Westbury town councillor and chair of the Westbury Music & Arts Festival, Ian Cunningham, described the reverend’s retirement as a massive loss to the town.

Ian said, “In trying to describe a little of Jonathan’s impact on Westbury, there’s a danger of sounding a little like an obituary. But Westbury is losing a tireless supporter and to many people who have come to rely on Jonathan for his generous help, wise advice, leadership and care, I think his departure will be a kind of bereavement.

“Although Jonathan’s made an important contribution to his church, it is the work he has done in the wider community that has been most felt. As a Rector, Jonathan went to where people were and provided practical help and support to those who needed it wherever he found them. As an example, Jonathan was at the centre of the establishment and growth of Crosspoint which has now helped many hundreds of people in the town.

“Whenever there was a group that was trying to make things better in Westbury, Jonathan was likely to be there and, if he had to, he’d run it until he could encourage others to take over.

“He has a special skill for encouraging others to volunteer. He approaches quietly and you usually don’t even notice what is happening until you have agreed that there is an issue, that something ought to be done and you then find that you are doing it.

“Amongst those who volunteer Jonathan was recognised as being special; when we swap notes about our activities, we’d find that everybody worked with Jonathan on something – which meant that he volunteered for practically everything.

“Of course, he also ran a team ministry and keeping a church community together, running a team and training curates is not a part-time job. He looked after his parishioners. If you were ill, had a family crisis or were just struggling, Jonathan would appear at your door and you knew you had a friend. He was always available to help anyone who just wanted to talk – it didn’t matter whether you were a member of his church.

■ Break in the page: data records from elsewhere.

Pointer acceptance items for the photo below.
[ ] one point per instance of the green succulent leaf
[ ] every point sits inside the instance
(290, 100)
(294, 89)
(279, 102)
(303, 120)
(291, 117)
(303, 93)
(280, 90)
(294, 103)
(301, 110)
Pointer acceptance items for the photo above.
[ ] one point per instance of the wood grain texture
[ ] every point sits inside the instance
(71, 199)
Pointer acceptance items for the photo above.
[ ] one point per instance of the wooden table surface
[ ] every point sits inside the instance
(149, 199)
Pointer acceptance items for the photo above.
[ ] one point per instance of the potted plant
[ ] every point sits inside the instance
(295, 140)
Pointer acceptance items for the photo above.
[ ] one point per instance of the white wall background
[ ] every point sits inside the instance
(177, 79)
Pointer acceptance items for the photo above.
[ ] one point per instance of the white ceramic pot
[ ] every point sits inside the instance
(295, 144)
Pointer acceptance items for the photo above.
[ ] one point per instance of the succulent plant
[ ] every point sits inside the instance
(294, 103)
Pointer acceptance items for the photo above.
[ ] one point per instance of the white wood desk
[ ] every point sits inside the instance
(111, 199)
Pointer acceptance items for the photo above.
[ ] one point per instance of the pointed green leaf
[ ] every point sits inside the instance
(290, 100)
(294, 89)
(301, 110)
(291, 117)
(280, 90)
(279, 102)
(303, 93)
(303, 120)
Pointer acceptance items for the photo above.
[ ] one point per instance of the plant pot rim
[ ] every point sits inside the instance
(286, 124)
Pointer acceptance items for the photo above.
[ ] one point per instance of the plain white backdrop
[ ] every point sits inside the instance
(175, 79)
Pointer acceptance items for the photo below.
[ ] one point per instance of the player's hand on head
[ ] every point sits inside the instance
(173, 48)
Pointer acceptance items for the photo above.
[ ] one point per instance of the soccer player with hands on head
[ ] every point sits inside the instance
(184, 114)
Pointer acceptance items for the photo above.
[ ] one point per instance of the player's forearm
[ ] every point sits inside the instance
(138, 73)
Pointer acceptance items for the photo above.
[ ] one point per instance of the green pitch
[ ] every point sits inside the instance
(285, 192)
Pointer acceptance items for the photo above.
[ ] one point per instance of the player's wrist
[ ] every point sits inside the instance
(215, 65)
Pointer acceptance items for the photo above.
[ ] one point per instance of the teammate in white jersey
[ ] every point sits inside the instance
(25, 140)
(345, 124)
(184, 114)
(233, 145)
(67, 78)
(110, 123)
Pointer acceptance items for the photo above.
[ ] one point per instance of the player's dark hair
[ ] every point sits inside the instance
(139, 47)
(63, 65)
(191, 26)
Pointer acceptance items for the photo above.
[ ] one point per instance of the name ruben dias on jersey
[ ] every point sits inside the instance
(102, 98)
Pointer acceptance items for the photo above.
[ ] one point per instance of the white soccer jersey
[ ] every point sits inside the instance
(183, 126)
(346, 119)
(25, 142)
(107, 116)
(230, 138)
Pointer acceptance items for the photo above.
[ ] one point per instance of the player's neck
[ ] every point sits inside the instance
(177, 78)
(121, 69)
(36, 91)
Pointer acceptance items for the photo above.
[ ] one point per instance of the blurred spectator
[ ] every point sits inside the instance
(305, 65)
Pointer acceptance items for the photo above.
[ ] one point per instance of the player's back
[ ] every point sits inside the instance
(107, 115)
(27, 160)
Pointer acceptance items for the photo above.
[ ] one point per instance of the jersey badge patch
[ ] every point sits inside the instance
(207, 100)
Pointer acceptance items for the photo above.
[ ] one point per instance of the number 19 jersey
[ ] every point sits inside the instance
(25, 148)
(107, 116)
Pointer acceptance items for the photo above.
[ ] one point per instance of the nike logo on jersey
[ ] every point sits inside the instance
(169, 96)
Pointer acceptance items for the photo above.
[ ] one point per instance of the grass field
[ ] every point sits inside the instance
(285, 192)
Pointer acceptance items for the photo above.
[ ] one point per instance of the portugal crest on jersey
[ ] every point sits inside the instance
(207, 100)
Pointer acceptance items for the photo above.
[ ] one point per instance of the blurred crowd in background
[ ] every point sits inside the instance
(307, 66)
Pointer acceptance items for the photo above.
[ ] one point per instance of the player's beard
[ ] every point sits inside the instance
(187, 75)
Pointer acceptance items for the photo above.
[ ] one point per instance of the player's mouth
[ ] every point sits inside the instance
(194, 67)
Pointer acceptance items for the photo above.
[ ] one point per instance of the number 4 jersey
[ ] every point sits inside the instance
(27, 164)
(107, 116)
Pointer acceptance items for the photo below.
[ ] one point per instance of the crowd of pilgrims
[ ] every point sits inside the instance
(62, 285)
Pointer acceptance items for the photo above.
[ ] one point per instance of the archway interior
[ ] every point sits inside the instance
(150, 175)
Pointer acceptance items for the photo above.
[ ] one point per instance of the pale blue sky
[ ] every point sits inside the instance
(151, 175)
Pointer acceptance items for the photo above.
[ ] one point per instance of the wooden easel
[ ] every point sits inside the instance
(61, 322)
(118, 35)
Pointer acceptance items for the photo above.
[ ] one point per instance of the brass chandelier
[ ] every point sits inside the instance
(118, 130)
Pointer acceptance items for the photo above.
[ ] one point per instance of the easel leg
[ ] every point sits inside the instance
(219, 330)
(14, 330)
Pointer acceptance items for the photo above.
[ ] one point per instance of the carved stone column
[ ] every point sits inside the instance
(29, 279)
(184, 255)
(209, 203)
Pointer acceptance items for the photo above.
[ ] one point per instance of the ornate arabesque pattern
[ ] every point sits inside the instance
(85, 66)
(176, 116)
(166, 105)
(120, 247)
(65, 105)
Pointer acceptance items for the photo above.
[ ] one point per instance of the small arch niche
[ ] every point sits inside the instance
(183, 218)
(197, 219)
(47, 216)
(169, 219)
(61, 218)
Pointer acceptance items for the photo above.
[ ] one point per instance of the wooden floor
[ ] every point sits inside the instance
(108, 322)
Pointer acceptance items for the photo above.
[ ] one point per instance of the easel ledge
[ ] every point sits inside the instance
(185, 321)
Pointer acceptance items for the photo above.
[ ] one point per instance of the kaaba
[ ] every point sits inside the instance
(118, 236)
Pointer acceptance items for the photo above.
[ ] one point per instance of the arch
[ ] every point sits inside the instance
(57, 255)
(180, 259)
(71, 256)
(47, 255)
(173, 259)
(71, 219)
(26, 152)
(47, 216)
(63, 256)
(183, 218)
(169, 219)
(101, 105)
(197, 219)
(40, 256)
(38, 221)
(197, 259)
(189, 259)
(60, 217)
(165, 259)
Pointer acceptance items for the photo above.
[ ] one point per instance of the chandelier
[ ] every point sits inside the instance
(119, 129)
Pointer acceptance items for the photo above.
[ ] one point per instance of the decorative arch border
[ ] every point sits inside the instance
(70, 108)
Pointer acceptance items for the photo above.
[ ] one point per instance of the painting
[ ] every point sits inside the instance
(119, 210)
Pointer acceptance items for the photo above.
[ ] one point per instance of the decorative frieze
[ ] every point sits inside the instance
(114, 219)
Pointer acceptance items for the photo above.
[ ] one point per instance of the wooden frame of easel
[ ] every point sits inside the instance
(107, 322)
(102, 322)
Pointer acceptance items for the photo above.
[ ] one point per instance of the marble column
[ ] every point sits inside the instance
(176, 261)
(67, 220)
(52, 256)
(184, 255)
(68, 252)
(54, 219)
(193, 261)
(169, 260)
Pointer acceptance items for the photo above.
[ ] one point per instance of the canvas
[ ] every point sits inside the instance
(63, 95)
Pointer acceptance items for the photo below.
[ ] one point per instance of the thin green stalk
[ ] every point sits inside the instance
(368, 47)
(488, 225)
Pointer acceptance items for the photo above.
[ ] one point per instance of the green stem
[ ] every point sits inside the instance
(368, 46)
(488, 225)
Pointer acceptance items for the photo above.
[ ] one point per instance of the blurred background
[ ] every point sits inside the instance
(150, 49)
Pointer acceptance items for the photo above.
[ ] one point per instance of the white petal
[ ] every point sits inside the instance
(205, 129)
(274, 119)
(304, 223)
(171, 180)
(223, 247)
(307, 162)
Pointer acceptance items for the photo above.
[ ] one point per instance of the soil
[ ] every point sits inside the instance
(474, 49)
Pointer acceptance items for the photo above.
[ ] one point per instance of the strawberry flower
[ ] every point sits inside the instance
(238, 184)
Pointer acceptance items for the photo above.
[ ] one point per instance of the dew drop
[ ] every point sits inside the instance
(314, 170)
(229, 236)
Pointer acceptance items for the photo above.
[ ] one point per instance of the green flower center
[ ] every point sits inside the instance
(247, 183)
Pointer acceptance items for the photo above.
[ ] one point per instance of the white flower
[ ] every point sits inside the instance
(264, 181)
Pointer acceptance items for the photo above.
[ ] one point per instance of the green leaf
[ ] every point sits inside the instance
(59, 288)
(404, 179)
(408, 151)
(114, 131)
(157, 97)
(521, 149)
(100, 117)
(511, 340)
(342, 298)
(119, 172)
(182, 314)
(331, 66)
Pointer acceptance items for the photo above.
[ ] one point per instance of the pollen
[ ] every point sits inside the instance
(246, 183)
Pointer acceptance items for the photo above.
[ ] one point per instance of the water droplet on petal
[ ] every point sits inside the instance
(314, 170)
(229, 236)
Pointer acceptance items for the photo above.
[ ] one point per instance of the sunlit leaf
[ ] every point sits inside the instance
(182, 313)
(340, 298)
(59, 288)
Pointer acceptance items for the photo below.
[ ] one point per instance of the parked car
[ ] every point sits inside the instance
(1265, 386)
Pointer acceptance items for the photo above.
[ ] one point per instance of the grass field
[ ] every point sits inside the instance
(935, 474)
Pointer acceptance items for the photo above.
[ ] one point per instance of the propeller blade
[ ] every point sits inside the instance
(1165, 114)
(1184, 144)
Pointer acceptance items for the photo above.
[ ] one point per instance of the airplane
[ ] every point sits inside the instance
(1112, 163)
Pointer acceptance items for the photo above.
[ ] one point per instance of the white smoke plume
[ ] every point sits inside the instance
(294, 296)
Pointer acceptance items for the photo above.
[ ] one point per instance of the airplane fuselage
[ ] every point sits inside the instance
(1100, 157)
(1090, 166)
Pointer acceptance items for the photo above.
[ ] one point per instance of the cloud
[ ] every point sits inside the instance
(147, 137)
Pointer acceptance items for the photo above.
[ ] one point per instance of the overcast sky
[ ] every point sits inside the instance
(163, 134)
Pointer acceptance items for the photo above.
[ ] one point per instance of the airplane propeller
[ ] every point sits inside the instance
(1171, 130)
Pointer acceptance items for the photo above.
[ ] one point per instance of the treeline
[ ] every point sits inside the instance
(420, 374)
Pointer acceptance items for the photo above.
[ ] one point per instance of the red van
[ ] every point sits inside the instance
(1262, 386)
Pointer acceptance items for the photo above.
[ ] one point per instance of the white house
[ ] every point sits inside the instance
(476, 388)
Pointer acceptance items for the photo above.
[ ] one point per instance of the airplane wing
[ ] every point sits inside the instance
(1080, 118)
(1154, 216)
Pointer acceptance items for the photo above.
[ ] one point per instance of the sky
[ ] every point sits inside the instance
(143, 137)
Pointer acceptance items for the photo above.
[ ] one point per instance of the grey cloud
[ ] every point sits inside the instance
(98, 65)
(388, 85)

“As if he didn’t have enough to do, he was also appointed Rural Dean of Heytesbury which gave him a busy role overseeing and assisting parishes from Westbury down to Mere.

“Incredibly, he’d still find some time for walking his dogs, steam trains, family, singing and supporting hundreds of town events with his good humoured presence.

“We all wish Jonathan and his hard-working wife, Sandra a happy and much deserved retirement. Jonathan is a humble man and he will hate this commentary. He has been an inspiration and so many of us are immensely grateful for his time in our town.”

Jonathan’s successor will be announced in the coming months.